Except as may be otherwise specifically provided in an amendment of this
paragraph 6 adopted in accordance with paragraph 15, the Executive's rights
under this paragraph 6 shall be in lieu of any benefits with respect to a
termination following a Change in Control that may be otherwise payable to or on
behalf of the Executive pursuant to the terms of any severance pay arrangement
of the Trust or any subsidiary or any other, similar arrangement of the Trust or
any subsidiary providing benefits upon involuntary termination of employment.

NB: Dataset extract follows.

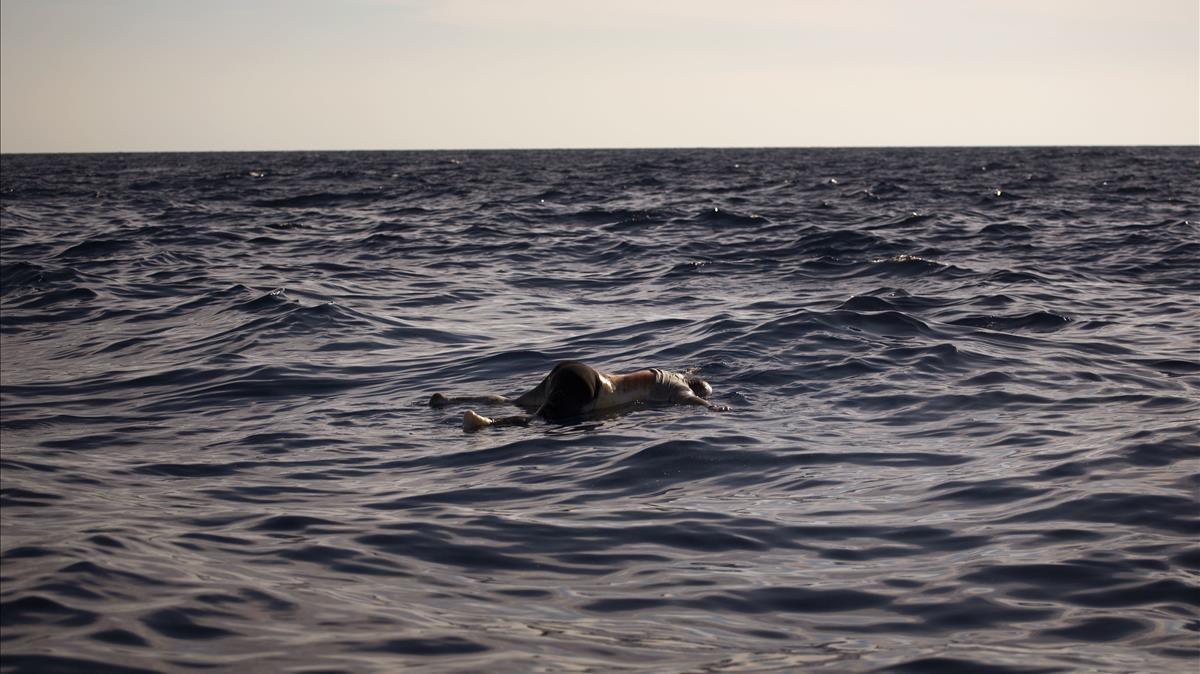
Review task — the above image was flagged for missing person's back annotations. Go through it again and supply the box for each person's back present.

         7. Make-Whole Payments. The following shall apply with respect to
amounts to or on behalf of the Executive:

         (a) Subject to the following provisions of this paragraph 7, if any
         payment or benefit to which the Executive is entitled from the Trust,
         any affiliate, or trusts established by the Trust or by any affiliate
         (a "Payment") is subject to any tax under section 4999 of the Internal
         Revenue Code of 1986, as amended (the "Code"), or any similar federal
         or state law (an "Excise Tax"), the Trust shall pay to the Executive an
         additional amount (the "Make Whole-Amount") which is equal to (i) the
         amount of the Excise Tax, plus (ii) the aggregate amount of any
         interest, penalties, fines or additions to any tax which are imposed in
         connection with the imposition of such Excise Tax, plus (iii) all
         income, excise and other applicable taxes imposed on the Executive
         under the laws of any Federal, state or local government or taxing
         authority by reason of the payments required under clause (i) and
         clause (ii) and this clause (iii).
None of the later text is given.